The Side Business
If you’re a normal person of regular means (i.e. no family trust fund, and you’re not a Powerball winner), it’s risky to start a new business. Not only are you going to invest a great deal of money in the new business (whatever cash you have on hand, plus whatever else you can get from investors or from business loans), you’re going to lose the steady income you had from the job you’re going to quit in order to run your new business. Your financial well-being will now depend solely on the success or failure of your new business. There is no fall-back position.
Now, if that scenario doesn’t produce some anxiety, then, really, there’s something wrong with you.
This situation is the basis for the old joke in business: “The first few years after I started my business, I slept just like a baby. I woke up every two hours, crying.”
Now, that joke is meant to be more illustrative than funny, but I think it conveys the point pretty well.
There is a way to have less anxiety around the process of starting a new business, and that way is to start your new business “on the side” while you’re still doing whatever you’re doing right now. It will take longer, and require that you sleep less every day (because after all, been though there will be more for you to do every day, the amount of “you” hasn’t changed, so you’ll need to get up earlier and stay up later), but it’s far less risky in terms of financial exposure. Many of our current clients started their businesses this way years ago. By day, they worked as a procurement officer for the Treasury Department, and at night, and on the weekends, they were buying and selling art online and in person. Or, they wrote code as a software developer for a technology company, and were doing the same thing for their own clients in their spare time, slowly building up a client base of their own. Or, they worked as an administrative assistant during the day, and set up their own fashion blog and YouTube channel in their spare time, and did that side hustle for a few years until they were able to make it on the ad revenue that their sites generated.
It’s so much easier to do this now, as opposed to even a few years ago. There is the internet, which is available to you in terms of marketing your business, and if you’re a retailer, marketing your products, there are low-cost ways to take payments, there are many, many companies available that are willing to do the heavy lifting on an outsourced basis regarding something your side business needs, and if you do need capital investment, either in the beginning or later, there are now various crowdfunding options, peer-to-peer lending options, etc. that can give your fledgling business the boost it needs.
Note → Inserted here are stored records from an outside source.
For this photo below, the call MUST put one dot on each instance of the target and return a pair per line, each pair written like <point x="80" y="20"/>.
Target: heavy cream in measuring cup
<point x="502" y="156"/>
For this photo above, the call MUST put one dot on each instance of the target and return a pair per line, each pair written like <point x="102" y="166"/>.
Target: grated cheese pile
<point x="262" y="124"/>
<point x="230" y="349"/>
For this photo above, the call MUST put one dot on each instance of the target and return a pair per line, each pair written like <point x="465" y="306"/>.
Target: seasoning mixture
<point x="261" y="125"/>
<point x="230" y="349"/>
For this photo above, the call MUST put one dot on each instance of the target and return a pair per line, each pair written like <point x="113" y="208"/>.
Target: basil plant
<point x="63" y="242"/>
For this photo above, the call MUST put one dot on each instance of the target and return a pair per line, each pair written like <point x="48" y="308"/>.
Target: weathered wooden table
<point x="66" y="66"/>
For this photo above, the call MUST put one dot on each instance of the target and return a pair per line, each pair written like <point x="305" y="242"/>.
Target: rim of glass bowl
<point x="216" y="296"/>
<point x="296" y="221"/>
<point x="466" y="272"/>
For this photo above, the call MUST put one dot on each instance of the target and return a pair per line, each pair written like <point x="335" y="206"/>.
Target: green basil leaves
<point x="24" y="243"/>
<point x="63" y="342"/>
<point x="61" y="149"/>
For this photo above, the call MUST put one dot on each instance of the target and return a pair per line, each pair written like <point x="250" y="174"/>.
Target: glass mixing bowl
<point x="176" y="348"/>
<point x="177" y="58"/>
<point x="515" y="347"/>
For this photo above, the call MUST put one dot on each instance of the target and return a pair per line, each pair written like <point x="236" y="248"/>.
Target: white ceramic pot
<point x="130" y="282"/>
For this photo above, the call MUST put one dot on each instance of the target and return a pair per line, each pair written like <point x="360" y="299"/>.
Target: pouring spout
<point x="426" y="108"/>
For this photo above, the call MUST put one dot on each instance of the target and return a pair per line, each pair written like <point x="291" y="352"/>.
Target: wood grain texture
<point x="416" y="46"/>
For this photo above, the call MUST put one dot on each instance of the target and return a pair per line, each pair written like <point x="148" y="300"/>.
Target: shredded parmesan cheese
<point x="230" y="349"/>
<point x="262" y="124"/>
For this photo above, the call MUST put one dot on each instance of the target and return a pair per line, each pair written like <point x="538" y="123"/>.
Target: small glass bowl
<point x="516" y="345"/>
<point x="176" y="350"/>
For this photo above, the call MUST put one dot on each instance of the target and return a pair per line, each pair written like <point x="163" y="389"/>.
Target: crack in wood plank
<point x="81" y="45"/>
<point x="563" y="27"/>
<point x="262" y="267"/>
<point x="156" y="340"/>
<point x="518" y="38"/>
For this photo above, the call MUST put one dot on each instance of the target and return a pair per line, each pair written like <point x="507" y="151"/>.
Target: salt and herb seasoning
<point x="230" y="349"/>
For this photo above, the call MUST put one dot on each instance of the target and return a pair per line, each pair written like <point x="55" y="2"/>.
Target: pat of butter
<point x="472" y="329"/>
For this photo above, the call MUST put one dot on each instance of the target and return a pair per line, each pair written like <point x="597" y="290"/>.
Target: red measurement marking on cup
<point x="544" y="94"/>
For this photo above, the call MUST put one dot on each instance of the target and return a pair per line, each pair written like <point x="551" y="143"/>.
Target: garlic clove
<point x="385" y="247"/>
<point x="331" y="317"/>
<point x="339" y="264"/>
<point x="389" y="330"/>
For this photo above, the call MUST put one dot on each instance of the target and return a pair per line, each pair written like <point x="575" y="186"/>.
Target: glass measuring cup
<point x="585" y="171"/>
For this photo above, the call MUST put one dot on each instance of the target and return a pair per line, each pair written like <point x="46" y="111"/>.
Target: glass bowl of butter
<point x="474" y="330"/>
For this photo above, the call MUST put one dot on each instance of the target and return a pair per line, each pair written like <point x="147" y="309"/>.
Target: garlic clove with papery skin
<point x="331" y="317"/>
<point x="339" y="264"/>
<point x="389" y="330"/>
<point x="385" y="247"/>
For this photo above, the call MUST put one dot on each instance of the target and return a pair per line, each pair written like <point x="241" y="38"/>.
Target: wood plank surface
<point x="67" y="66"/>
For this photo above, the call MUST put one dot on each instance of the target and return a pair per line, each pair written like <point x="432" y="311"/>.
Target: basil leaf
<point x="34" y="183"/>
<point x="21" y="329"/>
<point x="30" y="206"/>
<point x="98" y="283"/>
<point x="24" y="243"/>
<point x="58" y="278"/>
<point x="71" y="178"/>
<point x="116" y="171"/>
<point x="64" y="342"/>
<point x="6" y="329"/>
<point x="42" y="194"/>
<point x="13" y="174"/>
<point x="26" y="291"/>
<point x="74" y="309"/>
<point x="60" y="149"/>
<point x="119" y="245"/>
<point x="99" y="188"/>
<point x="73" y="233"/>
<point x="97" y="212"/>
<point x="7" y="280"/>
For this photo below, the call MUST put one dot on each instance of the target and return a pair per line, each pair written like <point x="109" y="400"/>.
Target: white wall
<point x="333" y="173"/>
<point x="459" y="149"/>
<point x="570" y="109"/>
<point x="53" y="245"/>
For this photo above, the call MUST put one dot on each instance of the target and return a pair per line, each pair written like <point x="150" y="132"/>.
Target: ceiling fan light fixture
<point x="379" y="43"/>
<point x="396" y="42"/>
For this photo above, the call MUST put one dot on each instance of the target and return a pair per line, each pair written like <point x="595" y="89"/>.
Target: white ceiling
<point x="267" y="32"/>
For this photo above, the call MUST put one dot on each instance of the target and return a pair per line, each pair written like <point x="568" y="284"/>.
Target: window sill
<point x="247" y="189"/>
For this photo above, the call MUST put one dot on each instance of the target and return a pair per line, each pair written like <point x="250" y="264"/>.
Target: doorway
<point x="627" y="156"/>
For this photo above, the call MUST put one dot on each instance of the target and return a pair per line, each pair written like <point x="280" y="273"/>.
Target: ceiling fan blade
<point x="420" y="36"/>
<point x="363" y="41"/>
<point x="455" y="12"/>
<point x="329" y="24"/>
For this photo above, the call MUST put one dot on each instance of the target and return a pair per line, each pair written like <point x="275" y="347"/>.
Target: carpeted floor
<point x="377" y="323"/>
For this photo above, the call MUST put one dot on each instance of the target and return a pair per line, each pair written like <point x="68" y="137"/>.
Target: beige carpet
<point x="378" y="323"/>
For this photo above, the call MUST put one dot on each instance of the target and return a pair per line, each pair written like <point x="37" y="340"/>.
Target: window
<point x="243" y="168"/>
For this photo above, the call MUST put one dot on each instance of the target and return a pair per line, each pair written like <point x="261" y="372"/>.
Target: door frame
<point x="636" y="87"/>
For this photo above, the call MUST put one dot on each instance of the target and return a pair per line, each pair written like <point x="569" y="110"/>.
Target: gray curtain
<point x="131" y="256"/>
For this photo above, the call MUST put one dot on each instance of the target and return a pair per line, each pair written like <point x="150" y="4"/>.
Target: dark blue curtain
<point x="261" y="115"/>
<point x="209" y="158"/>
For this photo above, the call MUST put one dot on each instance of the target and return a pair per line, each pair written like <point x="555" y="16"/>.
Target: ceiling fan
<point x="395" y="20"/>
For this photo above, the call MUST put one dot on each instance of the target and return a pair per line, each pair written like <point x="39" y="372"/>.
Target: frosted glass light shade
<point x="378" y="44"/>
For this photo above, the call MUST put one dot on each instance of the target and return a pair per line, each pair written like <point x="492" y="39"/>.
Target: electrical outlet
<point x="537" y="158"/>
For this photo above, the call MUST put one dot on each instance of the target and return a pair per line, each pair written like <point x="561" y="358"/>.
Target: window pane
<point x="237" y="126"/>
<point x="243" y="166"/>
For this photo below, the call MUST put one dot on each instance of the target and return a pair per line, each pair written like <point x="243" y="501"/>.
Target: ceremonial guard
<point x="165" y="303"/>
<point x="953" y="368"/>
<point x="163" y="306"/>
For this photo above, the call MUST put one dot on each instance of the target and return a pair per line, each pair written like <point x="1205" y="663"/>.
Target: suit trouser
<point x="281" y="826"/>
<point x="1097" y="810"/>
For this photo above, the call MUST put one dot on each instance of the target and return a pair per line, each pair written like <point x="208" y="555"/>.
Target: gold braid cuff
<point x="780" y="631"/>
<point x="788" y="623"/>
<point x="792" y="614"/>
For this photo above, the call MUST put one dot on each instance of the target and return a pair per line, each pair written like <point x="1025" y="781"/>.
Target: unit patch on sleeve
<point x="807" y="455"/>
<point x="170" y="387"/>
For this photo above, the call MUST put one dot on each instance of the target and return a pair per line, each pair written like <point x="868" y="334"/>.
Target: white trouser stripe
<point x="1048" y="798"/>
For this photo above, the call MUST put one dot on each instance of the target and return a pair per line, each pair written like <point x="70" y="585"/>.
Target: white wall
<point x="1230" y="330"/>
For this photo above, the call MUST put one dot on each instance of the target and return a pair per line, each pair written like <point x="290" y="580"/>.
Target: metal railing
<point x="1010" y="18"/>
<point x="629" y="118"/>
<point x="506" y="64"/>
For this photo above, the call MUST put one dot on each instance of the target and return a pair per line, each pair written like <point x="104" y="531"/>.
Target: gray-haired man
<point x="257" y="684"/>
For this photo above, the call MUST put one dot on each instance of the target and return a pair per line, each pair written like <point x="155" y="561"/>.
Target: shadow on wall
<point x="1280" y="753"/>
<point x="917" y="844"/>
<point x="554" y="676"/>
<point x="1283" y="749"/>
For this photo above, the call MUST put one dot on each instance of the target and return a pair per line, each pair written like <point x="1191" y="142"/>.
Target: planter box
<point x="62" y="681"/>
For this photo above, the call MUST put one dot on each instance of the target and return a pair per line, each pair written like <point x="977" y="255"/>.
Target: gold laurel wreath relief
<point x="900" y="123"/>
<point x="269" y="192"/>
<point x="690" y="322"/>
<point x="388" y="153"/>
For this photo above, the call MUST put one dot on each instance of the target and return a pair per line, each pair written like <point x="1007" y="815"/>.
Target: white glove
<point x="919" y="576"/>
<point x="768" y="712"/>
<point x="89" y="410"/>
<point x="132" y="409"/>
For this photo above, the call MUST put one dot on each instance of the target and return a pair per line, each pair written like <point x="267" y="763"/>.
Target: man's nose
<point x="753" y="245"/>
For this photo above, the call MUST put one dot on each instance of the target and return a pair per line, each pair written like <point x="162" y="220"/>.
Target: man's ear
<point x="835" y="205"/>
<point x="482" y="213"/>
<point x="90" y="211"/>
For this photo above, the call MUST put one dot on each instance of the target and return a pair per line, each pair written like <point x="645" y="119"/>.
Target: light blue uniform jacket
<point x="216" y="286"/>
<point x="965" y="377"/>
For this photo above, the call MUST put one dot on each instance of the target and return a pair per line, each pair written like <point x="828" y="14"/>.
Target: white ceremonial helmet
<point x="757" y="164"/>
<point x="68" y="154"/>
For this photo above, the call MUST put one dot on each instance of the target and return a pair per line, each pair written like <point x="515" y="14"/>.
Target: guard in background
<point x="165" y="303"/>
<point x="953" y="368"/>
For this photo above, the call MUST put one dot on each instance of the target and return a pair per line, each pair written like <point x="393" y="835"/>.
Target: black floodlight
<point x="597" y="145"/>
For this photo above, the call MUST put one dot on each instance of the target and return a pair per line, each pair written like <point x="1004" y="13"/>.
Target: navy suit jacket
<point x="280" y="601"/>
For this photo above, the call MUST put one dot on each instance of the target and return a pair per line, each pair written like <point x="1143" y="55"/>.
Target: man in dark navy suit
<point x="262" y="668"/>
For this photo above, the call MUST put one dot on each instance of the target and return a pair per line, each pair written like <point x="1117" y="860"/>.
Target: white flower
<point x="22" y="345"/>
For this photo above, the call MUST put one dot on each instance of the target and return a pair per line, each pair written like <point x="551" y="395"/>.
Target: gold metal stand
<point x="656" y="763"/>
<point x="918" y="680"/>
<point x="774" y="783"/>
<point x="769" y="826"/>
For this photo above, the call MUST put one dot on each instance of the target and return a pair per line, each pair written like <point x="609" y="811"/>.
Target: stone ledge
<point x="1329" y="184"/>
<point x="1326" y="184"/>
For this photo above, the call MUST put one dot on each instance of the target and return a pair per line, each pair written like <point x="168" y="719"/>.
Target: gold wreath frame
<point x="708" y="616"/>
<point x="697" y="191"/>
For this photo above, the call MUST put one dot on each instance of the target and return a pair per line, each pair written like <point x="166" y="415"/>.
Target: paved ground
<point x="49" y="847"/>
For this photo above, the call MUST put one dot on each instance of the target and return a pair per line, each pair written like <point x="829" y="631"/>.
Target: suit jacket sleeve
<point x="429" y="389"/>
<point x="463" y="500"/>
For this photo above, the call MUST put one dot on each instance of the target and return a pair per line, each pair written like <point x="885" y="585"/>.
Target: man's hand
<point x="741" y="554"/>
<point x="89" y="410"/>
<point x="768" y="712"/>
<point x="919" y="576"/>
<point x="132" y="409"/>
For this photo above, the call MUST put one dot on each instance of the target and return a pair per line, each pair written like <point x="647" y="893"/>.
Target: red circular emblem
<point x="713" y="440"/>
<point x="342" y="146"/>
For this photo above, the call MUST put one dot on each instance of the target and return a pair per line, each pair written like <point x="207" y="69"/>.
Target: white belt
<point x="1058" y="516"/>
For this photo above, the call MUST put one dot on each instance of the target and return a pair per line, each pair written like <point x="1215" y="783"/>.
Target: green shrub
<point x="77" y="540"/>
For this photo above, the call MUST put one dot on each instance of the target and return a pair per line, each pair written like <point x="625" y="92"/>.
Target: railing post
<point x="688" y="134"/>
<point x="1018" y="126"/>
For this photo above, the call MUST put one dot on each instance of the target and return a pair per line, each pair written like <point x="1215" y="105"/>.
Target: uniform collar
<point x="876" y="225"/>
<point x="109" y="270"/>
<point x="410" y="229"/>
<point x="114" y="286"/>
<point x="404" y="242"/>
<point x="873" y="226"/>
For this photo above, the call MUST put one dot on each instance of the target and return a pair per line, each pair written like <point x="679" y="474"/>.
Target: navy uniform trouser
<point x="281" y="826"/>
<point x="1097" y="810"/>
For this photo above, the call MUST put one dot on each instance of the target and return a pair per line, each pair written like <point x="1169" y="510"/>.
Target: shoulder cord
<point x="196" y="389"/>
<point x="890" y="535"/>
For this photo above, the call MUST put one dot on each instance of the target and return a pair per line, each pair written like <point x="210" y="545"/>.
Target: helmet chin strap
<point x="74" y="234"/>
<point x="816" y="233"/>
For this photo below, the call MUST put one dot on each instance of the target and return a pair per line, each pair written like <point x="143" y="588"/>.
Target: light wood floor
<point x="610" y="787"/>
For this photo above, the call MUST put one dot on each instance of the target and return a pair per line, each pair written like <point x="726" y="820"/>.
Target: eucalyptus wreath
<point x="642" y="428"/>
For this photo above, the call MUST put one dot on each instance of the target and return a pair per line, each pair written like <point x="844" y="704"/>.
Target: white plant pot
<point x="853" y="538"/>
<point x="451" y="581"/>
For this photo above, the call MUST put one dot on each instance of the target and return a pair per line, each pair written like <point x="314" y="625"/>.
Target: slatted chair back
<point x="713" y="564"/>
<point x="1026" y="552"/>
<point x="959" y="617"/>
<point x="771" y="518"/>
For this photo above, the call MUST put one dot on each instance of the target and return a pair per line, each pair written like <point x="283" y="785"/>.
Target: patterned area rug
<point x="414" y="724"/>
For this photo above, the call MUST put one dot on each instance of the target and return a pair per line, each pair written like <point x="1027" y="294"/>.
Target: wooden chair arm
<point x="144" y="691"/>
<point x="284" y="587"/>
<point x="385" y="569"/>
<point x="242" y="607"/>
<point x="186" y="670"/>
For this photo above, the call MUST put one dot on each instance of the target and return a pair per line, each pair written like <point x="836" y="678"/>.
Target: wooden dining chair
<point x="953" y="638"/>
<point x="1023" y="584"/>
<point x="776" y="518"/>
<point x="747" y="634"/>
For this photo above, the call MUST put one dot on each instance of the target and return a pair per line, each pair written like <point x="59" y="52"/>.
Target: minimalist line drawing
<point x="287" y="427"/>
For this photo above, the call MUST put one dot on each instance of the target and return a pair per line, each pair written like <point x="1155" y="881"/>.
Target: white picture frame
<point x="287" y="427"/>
As you may be aware, as part of the services we offer to our business clients, we write business cases for prospective new business owners. Sometimes, it becomes obvious fairly early in the process that what the entrepreneur wants (say, a retail location that costs $18,000 a month) is not within their means financially, or, simply not prudent because of the long lag between throwing open the doors and actually attaining enough of a revenue stream to adequately cover costs on a monthly basis. Sometimes we advise them to scale back their early-stage costs in terms of physical retail presence, and sometimes we advise them to start even smaller, and launch the business as a part-time endeavor, the side business we’ve been talking about here. Regardless of the approach, we can help with a business case. You may not think you need a business case if you’re going to start a side business case and self-fund it as you go along, but most of our clients have found the road map the business case provides to be quite useful in the first few years of business operations. Keep it in mind – we’re here if you need us.
And, in terms of starting a side business, just remember, many of the successful businesses you see around you now started in exactly the same manner. It can be done, and now, it’s easier than ever.

Bill Hewlett and Dave Packard in front of the garage where they started HP. Other companies started in a garage at somebody’s house are Apple, Walt Disney, Google, Harley-Davidson, Amazon, Lotus, and the list goes on.